Saat dijenguk, kondisinya pasca rawat inap di rumah sakit sudah mulai membaik dan tampak segar.
”Saya menitipkan pesan agar beliau belajar dari yang lama, seperti Pak Siswadi (Mantan RW 01). Apa yang baik diambil dan diteruskan agar hubungan Kelurahan dan ke-RW-an berjalan lancar demi pelayanan masyarakat,” ujar Umiyati memotivasi, Jumat, 12 Juni 2026.
Menariknya, karena Umiyati memiliki latar belakang (basic) di bidang kesehatan, obrolan santai pun mengalir seputar kronologi penyakit hingga bertukar saran medis sesuai keilmuan yang ia miliki.
Suasana berubah haru sekaligus mengejutkan saat rombongan tiba di rumah Ketua RW 04. Pria yang dikenal warga sebagai sosok kooperatif, berkinerja totalitas dan sangat dicintai warganya itu mengalami perubahan fisik yang drastis.
”Saya sempat agak syok melihat kondisi Pak RW 04 yang sekarang terlihat sangat kurus, padahal awalnya beliau cukup gemuk,” tuturnya.
Di sela-sela rasa prihatinnya, berbekal pengetahuan agamanya, Lurah Umiyati secara khusus merapalkan doa kesembuhan dalam bahasa Arab.
Doa yang dipanjatkan secara khusyuk itu seketika mengalirkan kehangatan, diamini dengan mata berkaca-kaca oleh sang Ketua RW, sang istri, serta seluruh jajaran kelurahan yang hadir.

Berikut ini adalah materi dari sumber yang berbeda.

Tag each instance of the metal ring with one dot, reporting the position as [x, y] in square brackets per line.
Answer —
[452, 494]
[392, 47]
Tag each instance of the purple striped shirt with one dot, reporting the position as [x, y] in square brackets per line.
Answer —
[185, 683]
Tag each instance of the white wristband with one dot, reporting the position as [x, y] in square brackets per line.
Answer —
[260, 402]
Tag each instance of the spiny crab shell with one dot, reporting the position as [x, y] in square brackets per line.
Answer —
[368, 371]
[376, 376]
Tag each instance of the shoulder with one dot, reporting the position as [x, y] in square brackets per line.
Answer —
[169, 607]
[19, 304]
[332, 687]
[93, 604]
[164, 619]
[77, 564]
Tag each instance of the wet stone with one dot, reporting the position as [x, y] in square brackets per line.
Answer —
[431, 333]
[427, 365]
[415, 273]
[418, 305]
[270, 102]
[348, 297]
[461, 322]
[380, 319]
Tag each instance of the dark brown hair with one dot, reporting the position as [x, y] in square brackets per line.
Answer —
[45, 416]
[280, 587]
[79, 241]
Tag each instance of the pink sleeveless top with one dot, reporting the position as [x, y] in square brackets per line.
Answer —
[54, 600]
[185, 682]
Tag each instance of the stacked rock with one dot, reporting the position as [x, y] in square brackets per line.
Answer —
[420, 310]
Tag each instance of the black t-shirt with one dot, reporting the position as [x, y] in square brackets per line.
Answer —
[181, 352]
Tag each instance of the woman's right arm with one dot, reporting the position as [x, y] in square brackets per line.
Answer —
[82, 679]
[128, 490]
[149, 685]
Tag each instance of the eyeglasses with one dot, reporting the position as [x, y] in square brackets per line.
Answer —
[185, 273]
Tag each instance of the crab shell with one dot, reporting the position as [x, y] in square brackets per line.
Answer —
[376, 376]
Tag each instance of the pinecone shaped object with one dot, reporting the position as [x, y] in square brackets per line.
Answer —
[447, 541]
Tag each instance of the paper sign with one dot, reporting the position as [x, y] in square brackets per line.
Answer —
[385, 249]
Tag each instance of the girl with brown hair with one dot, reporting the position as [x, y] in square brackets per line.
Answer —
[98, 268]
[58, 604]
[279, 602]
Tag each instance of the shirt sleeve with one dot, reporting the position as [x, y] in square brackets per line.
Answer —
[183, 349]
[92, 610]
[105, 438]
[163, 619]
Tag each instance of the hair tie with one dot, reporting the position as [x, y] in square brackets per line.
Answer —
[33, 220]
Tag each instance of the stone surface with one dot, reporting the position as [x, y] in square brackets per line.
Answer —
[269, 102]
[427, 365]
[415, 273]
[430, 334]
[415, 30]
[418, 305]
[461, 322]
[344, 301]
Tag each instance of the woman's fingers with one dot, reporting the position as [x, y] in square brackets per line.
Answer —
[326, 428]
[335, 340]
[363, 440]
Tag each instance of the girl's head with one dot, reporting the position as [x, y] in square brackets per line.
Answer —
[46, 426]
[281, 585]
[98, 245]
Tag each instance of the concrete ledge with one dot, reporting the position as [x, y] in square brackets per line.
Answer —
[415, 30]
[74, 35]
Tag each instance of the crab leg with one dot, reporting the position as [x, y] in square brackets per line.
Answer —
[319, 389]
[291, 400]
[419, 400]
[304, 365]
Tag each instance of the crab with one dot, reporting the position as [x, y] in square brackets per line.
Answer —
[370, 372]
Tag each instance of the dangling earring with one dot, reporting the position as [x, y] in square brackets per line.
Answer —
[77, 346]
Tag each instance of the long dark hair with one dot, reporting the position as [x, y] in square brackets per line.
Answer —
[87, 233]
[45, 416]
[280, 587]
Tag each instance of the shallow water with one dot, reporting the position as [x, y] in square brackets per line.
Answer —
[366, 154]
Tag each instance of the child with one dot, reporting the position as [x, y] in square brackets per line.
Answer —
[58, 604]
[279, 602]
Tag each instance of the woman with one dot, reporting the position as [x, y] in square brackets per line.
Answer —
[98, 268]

Menanggapi stigma bahwa tugas seorang Lurah seharusnya fokus pada urusan administratif di dalam kantor, Umiyati memberikan pandangan yang bijaksana.
”Tidak bisa disalahkan anggapan bahwa administrasi itu di kantor, karena warga memang datang ke sana untuk pelayanan. Tapi, manakala terjadi sesuatu di lapangan, sudah menjadi kewajiban bagi Lurah dan aparat Kelurahan untuk menindaklanjuti. Itu adalah sebuah kewajiban, kita harus pimpin,” tegas Umiyati.
Aksi humanis ini nyatanya bukan sekadar pencitraan sesaat. Hal ini ditegaskan oleh Solikul Akmal, Kasi Trantibum Kelurahan Sukatani, yang kerap mendampingi sang Lurah di lapangan.
Menurut Akmal, kepedulian Bu Lurah telah menjadi kebiasaan lama yang melekat erat pada gaya kepemimpinannya.
Bu Lurah tidak hanya bergerak cepat saat mendengar ada pengurus RT atau RW yang sakit atau meninggal dunia, melainkan juga kepada warga biasa.
”Bukan cuma pengurus RT/RW, warga biasa pun beberapa kali saya saksikan sendiri beliau datang menjenguk. Beliau memandang bahwa seluruh warga di Kelurahan Sukatani harus diayomi oleh pimpinannya,” ungkap Akmal.
Melalui aksi nyata ini, Kelurahan Sukatani tidak hanya menunjukkan tata kelola birokrasi yang sigap, namun juga wajah pemerintahan yang penuh empati dan rasa kekeluargaan. (*)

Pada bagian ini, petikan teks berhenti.